Registering data collections

Mon Sep 15 11:43:00 CEST 2014

Hi Paul,

On Mon, Sep 08, 2014 at 12:50:19PM +0000, Paul Harrison wrote:
> I am not sure that I have a solution to this, but I make the
> observation that amongst the design goals of using the original
> relationships idea, was that the registry should be normalised so
> that there was only one e.g. SDSS (Data collection) record, so that
> in principle it was easy to query for services related to that Data
> Collection. There is a practical resource curation reason for
> multiple (diversely owned) Data Services to point to the single
> Data Collection record rather than try to add anything to the
> existing record in that the Data Service owner might not be able to
> edit the Data Collection record if they do not have permission to
> edit in the owning Authority. I think that in principle the data
> model of the resource registry does allow for the expression of all
> the necessary relationships, whilst keeping this curatorial
> convenience.

I think it is important to keep this model in mind, as it certainly
would be appealing; however, given the CatalogServices have tablesets
and essentially all registry records don't work like this, I think
it's too late to establish this as the canonical model.
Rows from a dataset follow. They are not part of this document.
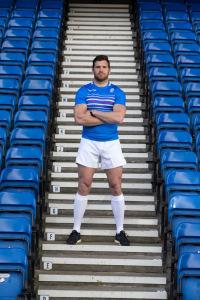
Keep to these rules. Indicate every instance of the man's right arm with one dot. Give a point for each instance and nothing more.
(83, 117)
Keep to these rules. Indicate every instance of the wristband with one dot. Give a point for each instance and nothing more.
(92, 114)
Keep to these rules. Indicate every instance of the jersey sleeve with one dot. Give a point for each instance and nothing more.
(81, 95)
(120, 97)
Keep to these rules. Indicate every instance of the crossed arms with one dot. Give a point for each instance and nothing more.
(83, 117)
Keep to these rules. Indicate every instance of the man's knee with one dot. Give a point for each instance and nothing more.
(115, 188)
(84, 186)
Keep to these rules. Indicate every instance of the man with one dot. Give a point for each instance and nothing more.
(99, 107)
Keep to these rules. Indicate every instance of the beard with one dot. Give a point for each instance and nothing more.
(101, 78)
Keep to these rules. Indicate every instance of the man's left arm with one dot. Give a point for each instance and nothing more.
(113, 117)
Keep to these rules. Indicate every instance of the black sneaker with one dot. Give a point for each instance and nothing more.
(74, 238)
(121, 238)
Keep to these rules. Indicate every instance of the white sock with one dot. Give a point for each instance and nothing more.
(80, 203)
(117, 203)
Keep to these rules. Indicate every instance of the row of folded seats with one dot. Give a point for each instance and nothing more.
(30, 35)
(169, 39)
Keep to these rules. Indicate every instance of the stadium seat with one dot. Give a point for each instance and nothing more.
(177, 159)
(188, 275)
(21, 178)
(14, 269)
(19, 201)
(35, 102)
(23, 156)
(172, 121)
(28, 136)
(167, 104)
(166, 88)
(181, 181)
(174, 140)
(34, 119)
(36, 87)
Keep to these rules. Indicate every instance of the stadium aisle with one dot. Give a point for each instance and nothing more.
(97, 268)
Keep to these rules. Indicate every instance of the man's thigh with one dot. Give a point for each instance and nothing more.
(114, 176)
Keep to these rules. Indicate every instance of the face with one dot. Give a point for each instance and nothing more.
(101, 71)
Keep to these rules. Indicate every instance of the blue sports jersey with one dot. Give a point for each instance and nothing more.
(102, 99)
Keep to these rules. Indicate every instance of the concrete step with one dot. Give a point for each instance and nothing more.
(83, 5)
(130, 157)
(88, 77)
(98, 28)
(123, 84)
(131, 138)
(101, 247)
(104, 278)
(122, 129)
(70, 42)
(102, 293)
(150, 222)
(60, 231)
(59, 166)
(59, 198)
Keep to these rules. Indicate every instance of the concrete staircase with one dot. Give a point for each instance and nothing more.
(97, 268)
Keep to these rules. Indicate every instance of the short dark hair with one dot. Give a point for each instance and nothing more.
(100, 58)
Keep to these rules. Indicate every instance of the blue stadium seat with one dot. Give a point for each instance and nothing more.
(21, 178)
(181, 181)
(184, 49)
(45, 46)
(13, 59)
(19, 201)
(150, 25)
(23, 156)
(36, 87)
(158, 48)
(15, 232)
(157, 36)
(24, 13)
(50, 13)
(14, 269)
(176, 16)
(174, 140)
(168, 104)
(5, 119)
(172, 120)
(28, 136)
(18, 33)
(187, 237)
(191, 89)
(144, 15)
(193, 105)
(35, 102)
(159, 60)
(48, 23)
(11, 72)
(188, 275)
(44, 34)
(38, 58)
(16, 45)
(183, 36)
(188, 61)
(9, 86)
(177, 159)
(40, 72)
(166, 88)
(31, 119)
(180, 25)
(21, 23)
(162, 74)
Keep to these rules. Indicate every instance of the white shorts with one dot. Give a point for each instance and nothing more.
(106, 155)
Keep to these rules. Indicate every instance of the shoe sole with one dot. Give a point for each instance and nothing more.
(118, 243)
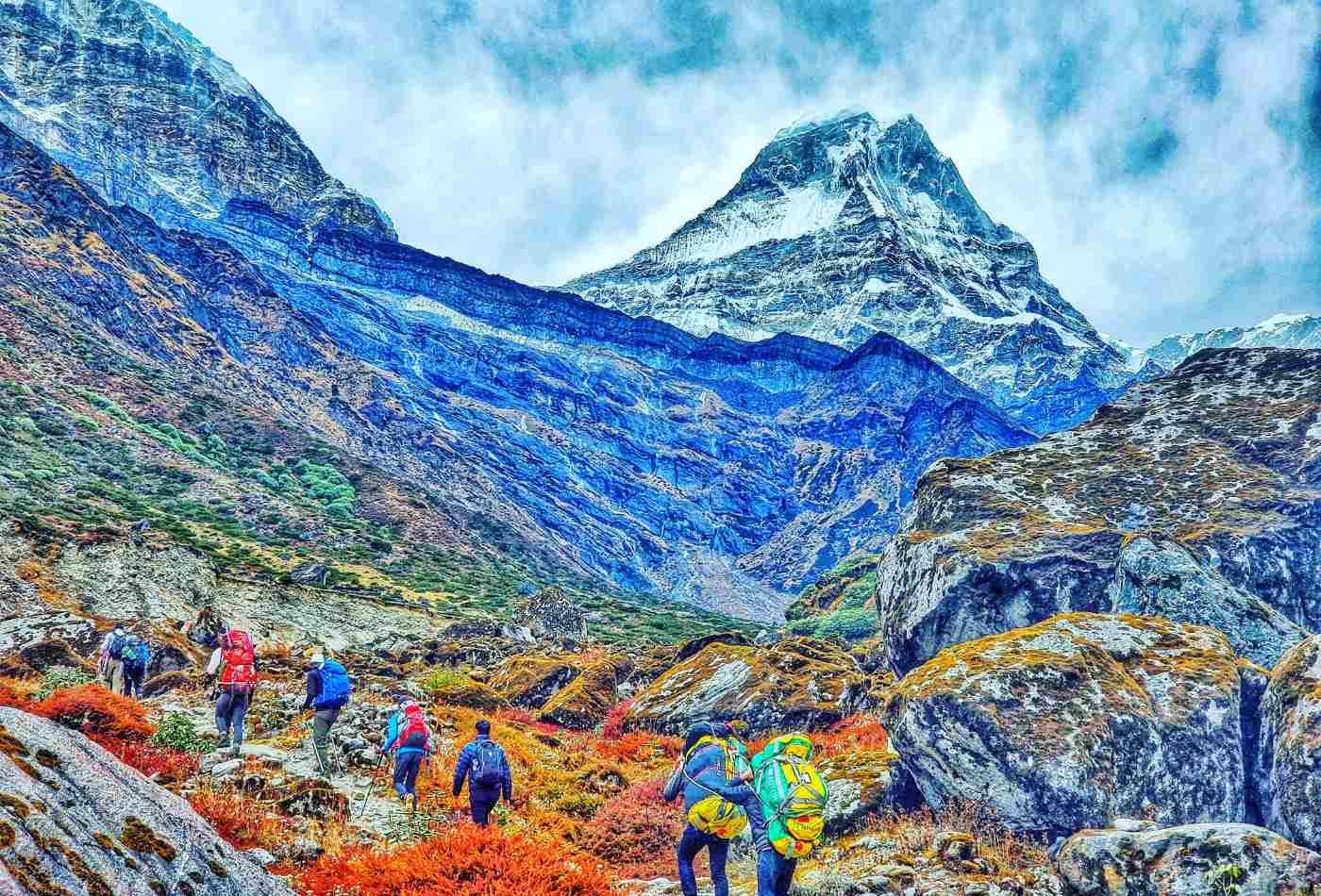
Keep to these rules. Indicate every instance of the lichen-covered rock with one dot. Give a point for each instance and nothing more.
(588, 698)
(552, 615)
(75, 819)
(1222, 456)
(528, 680)
(1188, 860)
(1162, 578)
(864, 784)
(1076, 721)
(1288, 779)
(796, 684)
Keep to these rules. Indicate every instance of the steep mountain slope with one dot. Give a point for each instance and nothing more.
(149, 118)
(1196, 493)
(709, 470)
(1279, 331)
(844, 228)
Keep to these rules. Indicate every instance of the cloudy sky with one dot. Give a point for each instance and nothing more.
(1162, 158)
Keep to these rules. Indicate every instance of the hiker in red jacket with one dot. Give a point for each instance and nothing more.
(234, 663)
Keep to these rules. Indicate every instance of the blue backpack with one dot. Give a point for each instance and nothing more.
(334, 685)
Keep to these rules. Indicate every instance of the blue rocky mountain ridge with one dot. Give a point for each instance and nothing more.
(1278, 331)
(149, 118)
(1196, 496)
(707, 470)
(847, 227)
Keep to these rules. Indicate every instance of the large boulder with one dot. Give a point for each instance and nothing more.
(588, 698)
(1077, 720)
(528, 680)
(862, 786)
(1186, 860)
(796, 684)
(1162, 578)
(1288, 780)
(75, 820)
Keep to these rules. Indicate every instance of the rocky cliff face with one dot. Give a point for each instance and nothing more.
(1222, 456)
(149, 118)
(719, 473)
(847, 227)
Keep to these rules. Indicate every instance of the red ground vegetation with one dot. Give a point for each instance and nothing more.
(465, 860)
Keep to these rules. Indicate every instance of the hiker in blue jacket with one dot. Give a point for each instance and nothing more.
(484, 766)
(327, 693)
(775, 872)
(702, 772)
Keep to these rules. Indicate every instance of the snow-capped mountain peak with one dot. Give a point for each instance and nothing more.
(844, 227)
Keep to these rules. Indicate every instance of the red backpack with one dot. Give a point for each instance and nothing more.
(240, 658)
(415, 722)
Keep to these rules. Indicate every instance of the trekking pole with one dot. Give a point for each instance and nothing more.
(372, 784)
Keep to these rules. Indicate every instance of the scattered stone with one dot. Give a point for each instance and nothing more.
(1211, 858)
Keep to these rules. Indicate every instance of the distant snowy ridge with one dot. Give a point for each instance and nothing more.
(844, 227)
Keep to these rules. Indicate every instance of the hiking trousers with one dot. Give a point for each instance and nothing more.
(230, 710)
(481, 800)
(717, 852)
(775, 872)
(323, 721)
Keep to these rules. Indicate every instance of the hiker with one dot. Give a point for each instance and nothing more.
(109, 664)
(712, 757)
(135, 655)
(327, 693)
(234, 665)
(409, 737)
(785, 800)
(484, 766)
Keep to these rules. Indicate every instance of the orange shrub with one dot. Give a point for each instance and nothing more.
(171, 764)
(240, 820)
(852, 736)
(637, 832)
(96, 713)
(464, 860)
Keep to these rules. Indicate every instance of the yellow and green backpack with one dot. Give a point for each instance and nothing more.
(712, 813)
(793, 794)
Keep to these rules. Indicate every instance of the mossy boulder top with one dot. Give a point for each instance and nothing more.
(1077, 720)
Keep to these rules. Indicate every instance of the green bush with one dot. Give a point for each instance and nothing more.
(178, 731)
(59, 678)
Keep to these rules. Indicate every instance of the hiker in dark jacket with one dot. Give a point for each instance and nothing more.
(484, 766)
(700, 773)
(327, 691)
(775, 872)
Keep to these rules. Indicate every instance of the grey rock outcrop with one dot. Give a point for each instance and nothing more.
(75, 817)
(1288, 779)
(1076, 721)
(1186, 860)
(1164, 579)
(1222, 456)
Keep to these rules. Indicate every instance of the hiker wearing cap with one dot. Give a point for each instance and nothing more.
(234, 668)
(327, 693)
(712, 757)
(409, 737)
(109, 663)
(484, 766)
(135, 657)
Now, is it preferable to have a part of the Registry "normalised"
like that, while a substantial rest would remain data+service in one?
A while ago, I'd have said "let's see", but my current "no" is, I
think, based not so much on technology but on a general skepticism
towards mixing paradigms.

> I think that I follow your argument that it is difficult/impossible
> to form queries with ADQL that can do the sorts of ?find me the
> services that give me column x from data collection y? queries, but
> that seems to be the fault of ADQL not being at least as expressive
> as SQL (e.g. missing unions) - so it would seem better to me to add
> facilities to ADQL to solve this problem rather than corrupting the
> registry data model (or at the very least introducing curatorial
> inconveniences).

The lack of a UNION operator in ADQL plays a role (with it, queries
like "direct services UNION indirect services" would be much more
straightforward), but I don't think it's the one that seals the deal.
What seals the deal is that regardless of query technology, once it's
powerful enough to be interesting, people would have to, in effect,
write two queries, one direct, one going through relationship.  I
cannot see a way around this (it's a bit like Gödel's theorem, that
one).

So, I am by now convinced is has to be one or the other, if at all
possible.

"Indirect" registration everywhere would be preferable, but it
doesn't seem to be feasible.  So, adding the small "auxiliary"
capabilities to the data collection records would be next on my list
in order of preferability.

> designed with the ?low level? mindset, by which I mean that the
> protocol/query language should be capable of being maximally
> expressive which might mean that only ?experts? can form queries. I

True -- I take no issue with that.  However, designing such that it's
easier to do the right thing than to do the wrong thing is, I think,
an important goal, too.  Here, the limitation *may* be a bit specific
to RegTAP, but again I have a feeling the intellectual effort
required to figure out what to join on what else when joining through
relationship is indicative of a deeper property of the data model
(N.B. I'm not suggesting we do away with relationship -- I'm just
saying it's comparatively tricky when used in somewhat more complex
queries against the Registry schema).

> do not think that this difficulty should concern us too much, as
> most of the interaction by a "non-expert" will most often be via
> specialised client software which can hide much of the complexity
> from the end user. A good client could package the ?find me the
> services that give me column x from data collection y? query behind
> which might actually be multiple ?low level" queries to the
> registry.

My concern is actually more "find all SIA services talking about
galaxies" also finding a SIA service that just exposes a data
collection talking about galaxies (as well as SIA services that have
"galaxies" in their description).  And having to make two distinct
queries for that would really complicate things.

But Mark's observation was of course right: We should be writing down
the use cases for registering DataCollections and using these records
more explicitely.  Or rather, non-use cases, as this is mainly about
the Registry hopefully doing the right thing magically.

I'll try and give these at the interop -- if you have use cases to
contribute, let me know.

Cheers,

            Markus